When it gets hot we have a way to beat the heat without turning up the ac: we simply drive about four miles, up the canyon by our house where at the top the air is usually about 15-20 degrees cooler.
A picnic dinner besides a running stream makes for a great way to beat the heat.
The white columbines are blooming up there; they are as big as my hand and have the appearance of angels that have settled into the  mountain greenery.

White violets with lavender marking still bloom up there too.

And these sweet pea look alike too.

There's a trail up there that leads to Dog Lake.  On this trip we only managed to hike half way there, about a mile and a half on a rather steep trail.
Judging from all the wet dogs we passed on the trail, it must be just the lake for taking a dog for a cool off swim.
The people with the dogs gave no hint that they had indulged in a swim.  We've never actually taken the three mile hike all the way to the lake so we have no idea of human swimming is allowed or even a desirable option.

The orange peel mushrooms and morrel mushrooms were no where to be found, and I don't know if the current mushrooms appearing in the area are eatable.
I wish I knew...

My hiking uniform: The orange shirt is UV/bug resistant and is vented across the back to keep me cool.
The color makes me easy to find if I go a bit off trail.

The mushroom variety was limited but interesting to see.

A less shady, much warmer outing to the Weber river: Don't you love the patch work effect on the hillsides?
And the misty bit from the field being watered?

The Cedar Wax Wings were in the area, landing in specific spots over and over again.
They used to show up in Houston whenever the temperature got really cold there.  They would land in massive flocks in our holly bushes and strip the bush bare of berries in minutes, then move on to the next bush in the area.
They must winter in Texas... and summer in Utah I guess.

The way they would lift the feathers on the top of their heads made me smile.
The dab of red on their wing feathers and yellow tipping on their tail feathers made me think God had fun designing and making this particular bird.

Sweet blue damsel flies...

And rusty orange dragonflies darted about the sluggish stream bed.
That little dot on the edge of each transparent wing was a nice design touch too.
There were also the black and white winged dragonflies, the kind that are currently hatching and swarming in our neighborhood each evening.
I just don't ever get tired of seeing dragonflies.
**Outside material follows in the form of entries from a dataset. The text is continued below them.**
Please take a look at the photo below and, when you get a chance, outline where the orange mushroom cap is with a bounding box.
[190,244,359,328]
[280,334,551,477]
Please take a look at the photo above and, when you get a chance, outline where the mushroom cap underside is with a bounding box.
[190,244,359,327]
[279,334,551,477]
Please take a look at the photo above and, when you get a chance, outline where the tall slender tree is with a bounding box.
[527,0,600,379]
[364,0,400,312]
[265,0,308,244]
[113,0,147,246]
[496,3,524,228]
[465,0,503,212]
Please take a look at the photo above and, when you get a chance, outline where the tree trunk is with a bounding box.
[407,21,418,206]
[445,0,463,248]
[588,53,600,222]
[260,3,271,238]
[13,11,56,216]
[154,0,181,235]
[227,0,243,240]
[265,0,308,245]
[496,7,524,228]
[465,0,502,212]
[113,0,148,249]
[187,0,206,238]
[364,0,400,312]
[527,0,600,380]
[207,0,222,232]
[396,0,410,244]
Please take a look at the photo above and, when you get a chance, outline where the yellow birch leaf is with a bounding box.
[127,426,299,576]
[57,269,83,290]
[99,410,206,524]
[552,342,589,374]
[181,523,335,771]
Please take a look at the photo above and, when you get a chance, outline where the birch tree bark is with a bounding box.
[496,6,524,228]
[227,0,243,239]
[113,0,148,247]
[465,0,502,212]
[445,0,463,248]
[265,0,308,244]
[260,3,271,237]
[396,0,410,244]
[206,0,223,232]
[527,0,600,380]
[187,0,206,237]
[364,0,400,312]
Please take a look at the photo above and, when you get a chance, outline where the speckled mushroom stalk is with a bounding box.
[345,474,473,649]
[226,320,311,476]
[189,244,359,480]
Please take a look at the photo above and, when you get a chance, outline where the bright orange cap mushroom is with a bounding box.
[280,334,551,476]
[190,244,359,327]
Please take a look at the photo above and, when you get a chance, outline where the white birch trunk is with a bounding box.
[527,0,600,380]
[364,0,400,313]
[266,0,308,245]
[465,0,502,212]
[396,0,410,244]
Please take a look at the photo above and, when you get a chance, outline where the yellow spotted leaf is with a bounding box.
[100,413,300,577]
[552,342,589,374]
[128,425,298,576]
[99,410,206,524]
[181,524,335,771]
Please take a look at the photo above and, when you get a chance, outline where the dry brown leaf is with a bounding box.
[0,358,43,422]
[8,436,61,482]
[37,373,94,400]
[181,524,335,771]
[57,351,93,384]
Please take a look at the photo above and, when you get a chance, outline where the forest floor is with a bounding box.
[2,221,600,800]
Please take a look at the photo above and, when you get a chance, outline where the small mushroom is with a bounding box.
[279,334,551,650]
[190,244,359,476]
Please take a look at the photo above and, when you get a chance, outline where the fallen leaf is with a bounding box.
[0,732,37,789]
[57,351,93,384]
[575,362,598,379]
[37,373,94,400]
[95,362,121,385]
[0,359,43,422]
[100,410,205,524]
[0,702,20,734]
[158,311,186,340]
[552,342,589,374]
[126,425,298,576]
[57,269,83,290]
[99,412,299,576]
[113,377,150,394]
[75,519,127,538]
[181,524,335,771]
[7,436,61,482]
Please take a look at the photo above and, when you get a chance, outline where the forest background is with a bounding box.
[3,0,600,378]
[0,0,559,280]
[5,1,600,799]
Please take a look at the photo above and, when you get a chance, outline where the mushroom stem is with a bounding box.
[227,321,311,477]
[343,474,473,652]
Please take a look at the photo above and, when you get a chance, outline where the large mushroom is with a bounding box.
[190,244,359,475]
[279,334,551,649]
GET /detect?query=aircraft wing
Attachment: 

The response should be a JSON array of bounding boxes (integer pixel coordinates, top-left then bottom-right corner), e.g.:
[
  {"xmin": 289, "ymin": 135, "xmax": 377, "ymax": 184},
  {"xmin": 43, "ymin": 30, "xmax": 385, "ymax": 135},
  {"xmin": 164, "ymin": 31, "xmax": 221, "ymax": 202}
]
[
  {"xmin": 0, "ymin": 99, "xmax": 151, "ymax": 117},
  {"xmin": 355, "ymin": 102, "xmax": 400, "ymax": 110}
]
This is the exact same place that I photographed in the dead of winter covered with snow.
I can hardly believe it is the same, it all looks totally different covered in lush green instead of pristine white

As I "blazed" trails through the shoulder high grasses, I recalled what it like breaking trails through knee high snow back in January.
It was pretty warm now and I wished I could have had a bit of that winter chill from before.

The thunderheads kept building...

Yet all around me the light winds barely moved the drying grass stalks.
(I could have spent hours just photographing all the kinds of grasses that were growing in that field!)
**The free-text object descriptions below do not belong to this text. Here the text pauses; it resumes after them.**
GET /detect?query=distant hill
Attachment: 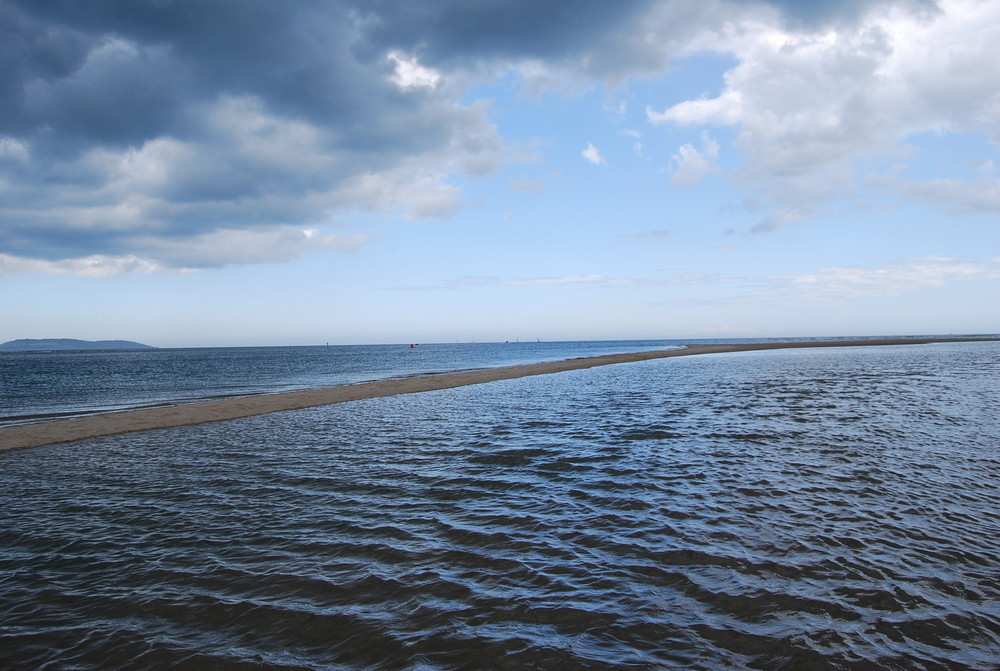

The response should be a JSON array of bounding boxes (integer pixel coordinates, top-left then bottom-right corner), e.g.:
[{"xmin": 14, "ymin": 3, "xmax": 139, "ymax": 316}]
[{"xmin": 0, "ymin": 338, "xmax": 157, "ymax": 351}]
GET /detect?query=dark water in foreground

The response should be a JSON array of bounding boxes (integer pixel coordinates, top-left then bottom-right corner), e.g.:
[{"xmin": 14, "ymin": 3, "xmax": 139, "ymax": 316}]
[{"xmin": 1, "ymin": 341, "xmax": 999, "ymax": 669}]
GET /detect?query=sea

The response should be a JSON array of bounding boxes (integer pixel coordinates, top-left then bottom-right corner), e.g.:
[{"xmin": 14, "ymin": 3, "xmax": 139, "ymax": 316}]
[{"xmin": 1, "ymin": 338, "xmax": 998, "ymax": 670}]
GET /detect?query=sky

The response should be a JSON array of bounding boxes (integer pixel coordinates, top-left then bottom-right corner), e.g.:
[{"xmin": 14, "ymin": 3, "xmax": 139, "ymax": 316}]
[{"xmin": 1, "ymin": 0, "xmax": 998, "ymax": 347}]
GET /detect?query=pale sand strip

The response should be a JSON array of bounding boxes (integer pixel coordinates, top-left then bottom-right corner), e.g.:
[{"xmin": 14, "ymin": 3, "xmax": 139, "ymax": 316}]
[{"xmin": 2, "ymin": 338, "xmax": 996, "ymax": 452}]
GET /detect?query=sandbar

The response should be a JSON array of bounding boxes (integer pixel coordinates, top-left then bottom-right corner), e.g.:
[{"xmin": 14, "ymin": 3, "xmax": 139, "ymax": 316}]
[{"xmin": 1, "ymin": 337, "xmax": 996, "ymax": 451}]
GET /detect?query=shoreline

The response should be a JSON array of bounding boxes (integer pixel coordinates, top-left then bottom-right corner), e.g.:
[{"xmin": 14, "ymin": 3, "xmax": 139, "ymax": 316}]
[{"xmin": 2, "ymin": 337, "xmax": 997, "ymax": 452}]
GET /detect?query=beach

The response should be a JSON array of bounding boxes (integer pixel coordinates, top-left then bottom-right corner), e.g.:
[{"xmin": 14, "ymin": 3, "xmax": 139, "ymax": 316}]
[{"xmin": 2, "ymin": 337, "xmax": 993, "ymax": 452}]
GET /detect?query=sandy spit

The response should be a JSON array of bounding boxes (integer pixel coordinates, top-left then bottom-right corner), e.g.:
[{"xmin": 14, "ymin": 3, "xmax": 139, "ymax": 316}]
[{"xmin": 2, "ymin": 338, "xmax": 996, "ymax": 452}]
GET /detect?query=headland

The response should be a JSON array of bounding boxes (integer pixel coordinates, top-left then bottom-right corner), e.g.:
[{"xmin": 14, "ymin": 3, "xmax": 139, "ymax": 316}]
[{"xmin": 0, "ymin": 338, "xmax": 156, "ymax": 351}]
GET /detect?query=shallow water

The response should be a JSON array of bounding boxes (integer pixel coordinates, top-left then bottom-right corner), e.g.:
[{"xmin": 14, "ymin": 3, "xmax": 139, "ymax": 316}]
[
  {"xmin": 1, "ymin": 342, "xmax": 999, "ymax": 669},
  {"xmin": 0, "ymin": 340, "xmax": 681, "ymax": 424}
]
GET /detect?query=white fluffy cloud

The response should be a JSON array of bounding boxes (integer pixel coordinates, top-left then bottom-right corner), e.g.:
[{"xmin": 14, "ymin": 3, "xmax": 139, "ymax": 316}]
[
  {"xmin": 648, "ymin": 0, "xmax": 1000, "ymax": 229},
  {"xmin": 671, "ymin": 132, "xmax": 720, "ymax": 186},
  {"xmin": 582, "ymin": 142, "xmax": 606, "ymax": 166},
  {"xmin": 388, "ymin": 52, "xmax": 442, "ymax": 90}
]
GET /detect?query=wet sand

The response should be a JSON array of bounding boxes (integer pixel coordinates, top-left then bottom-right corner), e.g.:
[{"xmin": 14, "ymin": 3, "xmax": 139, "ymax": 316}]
[{"xmin": 1, "ymin": 338, "xmax": 995, "ymax": 451}]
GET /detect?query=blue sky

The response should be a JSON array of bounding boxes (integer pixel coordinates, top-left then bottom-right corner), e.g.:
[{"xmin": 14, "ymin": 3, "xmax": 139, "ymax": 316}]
[{"xmin": 1, "ymin": 0, "xmax": 998, "ymax": 347}]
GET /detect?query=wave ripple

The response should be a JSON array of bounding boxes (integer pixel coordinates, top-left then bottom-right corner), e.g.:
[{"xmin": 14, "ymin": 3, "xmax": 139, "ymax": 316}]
[{"xmin": 2, "ymin": 342, "xmax": 999, "ymax": 669}]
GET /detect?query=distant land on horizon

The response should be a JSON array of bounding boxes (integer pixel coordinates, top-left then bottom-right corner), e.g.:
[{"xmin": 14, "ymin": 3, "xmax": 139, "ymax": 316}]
[{"xmin": 0, "ymin": 338, "xmax": 157, "ymax": 351}]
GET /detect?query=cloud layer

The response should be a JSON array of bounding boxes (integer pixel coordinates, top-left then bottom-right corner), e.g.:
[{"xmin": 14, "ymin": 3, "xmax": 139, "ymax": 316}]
[
  {"xmin": 1, "ymin": 0, "xmax": 997, "ymax": 274},
  {"xmin": 0, "ymin": 0, "xmax": 509, "ymax": 271},
  {"xmin": 649, "ymin": 0, "xmax": 1000, "ymax": 229}
]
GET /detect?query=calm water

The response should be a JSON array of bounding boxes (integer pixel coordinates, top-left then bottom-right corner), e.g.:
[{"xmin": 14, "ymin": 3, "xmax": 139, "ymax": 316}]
[{"xmin": 1, "ymin": 340, "xmax": 999, "ymax": 669}]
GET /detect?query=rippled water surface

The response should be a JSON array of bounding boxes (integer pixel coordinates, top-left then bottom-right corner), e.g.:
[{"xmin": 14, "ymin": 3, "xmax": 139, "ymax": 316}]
[
  {"xmin": 0, "ymin": 340, "xmax": 686, "ymax": 425},
  {"xmin": 2, "ymin": 342, "xmax": 999, "ymax": 669}
]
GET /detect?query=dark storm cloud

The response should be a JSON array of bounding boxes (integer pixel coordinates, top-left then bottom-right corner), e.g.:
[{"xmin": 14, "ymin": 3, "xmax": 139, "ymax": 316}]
[
  {"xmin": 759, "ymin": 0, "xmax": 939, "ymax": 26},
  {"xmin": 349, "ymin": 0, "xmax": 939, "ymax": 67},
  {"xmin": 3, "ymin": 1, "xmax": 385, "ymax": 148},
  {"xmin": 351, "ymin": 0, "xmax": 657, "ymax": 63},
  {"xmin": 1, "ymin": 0, "xmax": 509, "ymax": 266}
]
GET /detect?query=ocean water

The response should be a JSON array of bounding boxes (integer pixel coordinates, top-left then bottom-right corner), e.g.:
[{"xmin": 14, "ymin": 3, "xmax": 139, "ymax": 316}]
[
  {"xmin": 0, "ymin": 340, "xmax": 683, "ymax": 426},
  {"xmin": 1, "ymin": 340, "xmax": 999, "ymax": 669}
]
The bees enjoyed the lacy white flowers growing aside the Weber River stream bed.
Many colors were to be found on each thistle blooming in the sunshine.

Down the road away we passed three rams grazing in a field.
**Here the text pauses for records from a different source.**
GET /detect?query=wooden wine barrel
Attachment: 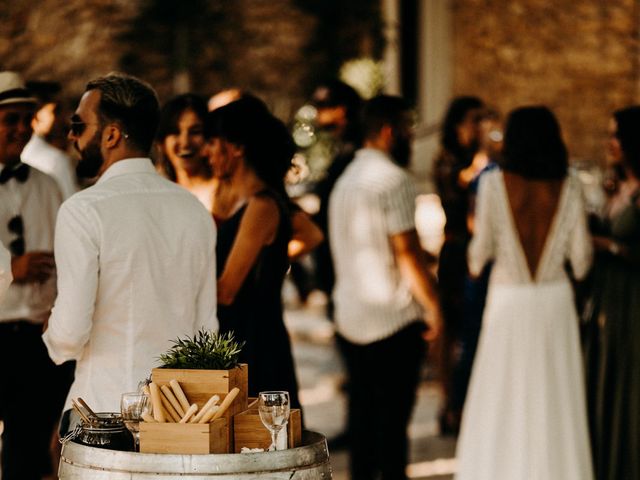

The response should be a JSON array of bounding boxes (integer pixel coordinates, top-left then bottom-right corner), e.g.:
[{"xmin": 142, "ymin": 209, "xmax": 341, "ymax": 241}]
[{"xmin": 58, "ymin": 430, "xmax": 332, "ymax": 479}]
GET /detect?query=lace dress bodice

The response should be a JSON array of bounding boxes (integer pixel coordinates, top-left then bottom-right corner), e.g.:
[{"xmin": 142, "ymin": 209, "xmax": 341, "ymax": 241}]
[{"xmin": 468, "ymin": 170, "xmax": 593, "ymax": 285}]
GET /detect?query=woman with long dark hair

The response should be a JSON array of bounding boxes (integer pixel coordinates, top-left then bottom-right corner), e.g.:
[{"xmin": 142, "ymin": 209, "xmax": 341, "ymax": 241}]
[
  {"xmin": 583, "ymin": 106, "xmax": 640, "ymax": 480},
  {"xmin": 154, "ymin": 93, "xmax": 219, "ymax": 212},
  {"xmin": 204, "ymin": 97, "xmax": 301, "ymax": 408},
  {"xmin": 433, "ymin": 95, "xmax": 485, "ymax": 433},
  {"xmin": 455, "ymin": 106, "xmax": 594, "ymax": 479}
]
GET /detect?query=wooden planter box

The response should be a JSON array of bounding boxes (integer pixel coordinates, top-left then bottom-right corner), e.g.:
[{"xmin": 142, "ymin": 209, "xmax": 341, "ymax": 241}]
[
  {"xmin": 139, "ymin": 364, "xmax": 248, "ymax": 453},
  {"xmin": 139, "ymin": 418, "xmax": 227, "ymax": 454},
  {"xmin": 233, "ymin": 398, "xmax": 302, "ymax": 453}
]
They kept their noses tight to the grass, cropping and gnawing mouthfuls, moving a foot or so every few minutes.

Their eyes looked so meek and gentle, their horns suggested a more combative soul.
I know nothing about male sheep: are rams gentle or an animal to watch out for, like a male goat; likely to take a charge at you for no reason at any time?
I secretly would have liked to have been able to stroke their curly horns and patted their soft looking noses.
They didn't seem to smell like billy goats always do.
Next time I meet a sheep rancher, I guess I will have to ask a few question to find out the truth about the rams.

And that's what I saw on a couple of rambles about this warm summer week.
How was your week?
Did you see anything that left you with unanswered questions?


Vicki said...

Hmmmm...I'm thinking how much I'd enjoy a picnic dinner beside a running stream...

Vee said...

Are you known for going off the trail, Jill? I think a picnic beside the stream halfway up the mountain sounds like a bit of heaven on earth. Are you planning to finish the hike someday just to see what kind of a lake it is up there? Perhaps you'll want to go for a swim...

Judy said...

It's so much more fun hiking with a camera...and documenting along the way! Great pic's.